9th Circuit – Rules For You But Not For Us

After Judge Benitez ruled against the State of California on their magazine ban in Duncan v. Bonta, the state filed an emergency motion for a stay pending appeal with the 9th Circuit Court of Appeals. Normally this would have gone to a three judge panel for adjudication. But then again this is the 9th Circuit we are talking about.

Instead it is going to the original en banc panel as a “comeback” which they then granted a temporary stay of Judge Benitez’s ruling. This is the same panel that had ruled against Duncan in 2021. It was appealed to the Supreme Court. After they ruled on Bruen, the 9th Circuit ruling was vacated and the case was remanded to them for proceedings consistent with that decision. They punted it to the District Court, Judge Benitez ruled in favor of Duncan again, and now it is back in the 9th Circuit.

The en banc panel granted the emergency motion for a stay pending appeal. As the dissents make clear, this was highly unusual. Judge Patrick Bumatay said the 9th Circuit should have handled this like any other appeal but didn’t because it involved the Second Amendment. He went on to say that to his knowledge, “no en banc panel of this court has ever handled an emergency administrative stay motion as an initial matter.”

The dissent by Judge Lawrence VanDyke was brutal and should be read in it entirety. Start on page 5 of the decision embedded below. VanDyke had a very unusual background before joining this court. He was the Assistant Solicitor General of Texas and then the Solicitor General for both Montana and Nevada respectively. VanDyke starts off saying he agreed with Judge Bumatay’s concern about the irregularities with the en banc panel taking the case directly. The snark is strong with Judge VanDyke when he said the original panel would only give up control of the case “when it is pried from its cold, dead fingers.”
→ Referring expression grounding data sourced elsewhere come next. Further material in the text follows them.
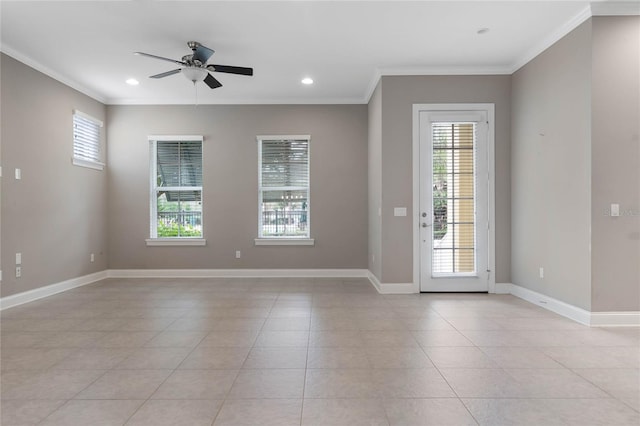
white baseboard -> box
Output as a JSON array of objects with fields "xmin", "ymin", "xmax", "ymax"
[
  {"xmin": 366, "ymin": 271, "xmax": 417, "ymax": 294},
  {"xmin": 3, "ymin": 270, "xmax": 637, "ymax": 327},
  {"xmin": 0, "ymin": 269, "xmax": 369, "ymax": 311},
  {"xmin": 506, "ymin": 283, "xmax": 640, "ymax": 327},
  {"xmin": 493, "ymin": 282, "xmax": 512, "ymax": 294},
  {"xmin": 590, "ymin": 311, "xmax": 640, "ymax": 327},
  {"xmin": 507, "ymin": 283, "xmax": 592, "ymax": 326},
  {"xmin": 107, "ymin": 269, "xmax": 369, "ymax": 279},
  {"xmin": 367, "ymin": 271, "xmax": 382, "ymax": 293},
  {"xmin": 0, "ymin": 270, "xmax": 108, "ymax": 311}
]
VanDyke makes the comparison with how the 9th Circuit handles this case with how many courts handled abortion cases pre-Dobbs. The normal rules were tossed out along with the norms of decision making. He called it “abortion distortion” and says the 9th Circuit suffers from the same malady with regard to Second Amendment cases.

Every court has its own rules including deadlines for when an appeal can be filed or an appeals court judge can request an en banc review of the original three judge panel’s decision. Everyone is supposed to follow these rules. That is except the 9th Circuit with regard to 2A cases. After the original three judge panel found in favor of Duncan in 2020, a 9th Circuit judge made the request for an en banc review. That is allowed under the rules but there are deadlines and the deadline for making the request was missed. As VanDyke notes, either the case should have stopped there or the entire court should have made the decision to change the deadline. Neither was done and a backdoor agreement was reached to bring up Duncan to the en banc panel. This was denied to two other cases including one involving the death penalty.
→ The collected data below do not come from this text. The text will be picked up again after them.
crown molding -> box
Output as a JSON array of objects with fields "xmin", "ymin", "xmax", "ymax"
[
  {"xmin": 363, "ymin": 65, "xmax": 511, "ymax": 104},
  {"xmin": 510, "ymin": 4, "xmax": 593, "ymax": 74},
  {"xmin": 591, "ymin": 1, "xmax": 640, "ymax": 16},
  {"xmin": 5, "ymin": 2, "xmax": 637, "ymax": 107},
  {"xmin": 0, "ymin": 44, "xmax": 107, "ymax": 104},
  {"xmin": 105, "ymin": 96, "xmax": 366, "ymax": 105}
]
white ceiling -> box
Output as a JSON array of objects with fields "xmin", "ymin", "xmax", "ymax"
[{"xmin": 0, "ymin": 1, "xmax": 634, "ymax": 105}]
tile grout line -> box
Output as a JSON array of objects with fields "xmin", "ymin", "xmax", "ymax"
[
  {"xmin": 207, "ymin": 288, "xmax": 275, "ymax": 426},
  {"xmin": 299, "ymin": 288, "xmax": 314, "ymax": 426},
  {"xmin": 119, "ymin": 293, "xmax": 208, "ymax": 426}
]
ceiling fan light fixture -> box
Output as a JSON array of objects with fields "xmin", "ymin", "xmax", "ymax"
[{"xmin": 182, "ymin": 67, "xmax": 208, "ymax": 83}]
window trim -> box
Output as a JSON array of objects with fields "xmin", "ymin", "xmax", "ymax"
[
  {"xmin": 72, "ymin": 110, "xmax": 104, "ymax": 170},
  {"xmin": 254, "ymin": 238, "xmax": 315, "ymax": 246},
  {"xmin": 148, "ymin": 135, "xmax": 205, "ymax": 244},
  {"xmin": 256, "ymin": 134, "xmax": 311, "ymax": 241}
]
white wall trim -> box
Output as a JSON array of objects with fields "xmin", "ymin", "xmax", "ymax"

Judge VanDyke said the process used was illegitimate from the start and I would agree. We as a nation are supposed to operate under the rule of law. However, when the rules are freely ignored by the 9th Circuit, or any court for matter, in order to get to the outcome that is desired then the whole concept of the rule of law is brought into question.


H/T Todd V.

3 thoughts on “9th Circuit – Rules For You But Not For Us”
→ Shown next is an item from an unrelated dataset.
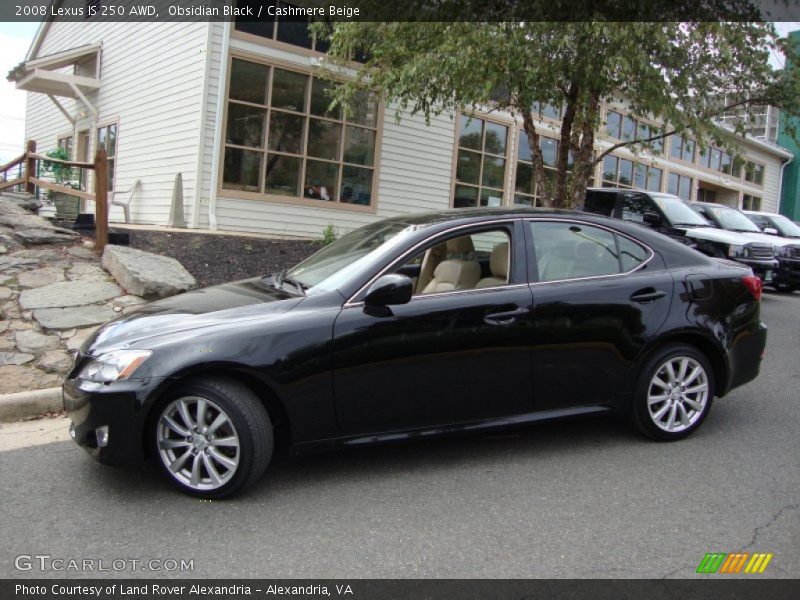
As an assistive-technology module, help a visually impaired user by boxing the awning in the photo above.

  1. The whole concept of the rule of law has been shredded and flushed down the toilet. In most of the bureaucracy and much of the court system it is narrative and expediency that rule the day. How about bogus FISA court warrant certification, ignoring email retention rules, private emails with classified information, sweetheart plea deals, an ongoing 7 year coup attempt, foreign money transfers, and FARA violations are just the first few that come to mind. Had an average person been suspected of any of these, the the federal proctologists would have long since given them a colonoscopy from hell.

  2. What tools does the Supreme Court have for dealing with lower court nullification of their decisions. They can obviously overturn such nullification but experience has shown this won’t stop it. Can they hold the lower court judges in contempt? Even if they could, would they? Judiciary is pretty much a closed guild and they stick together.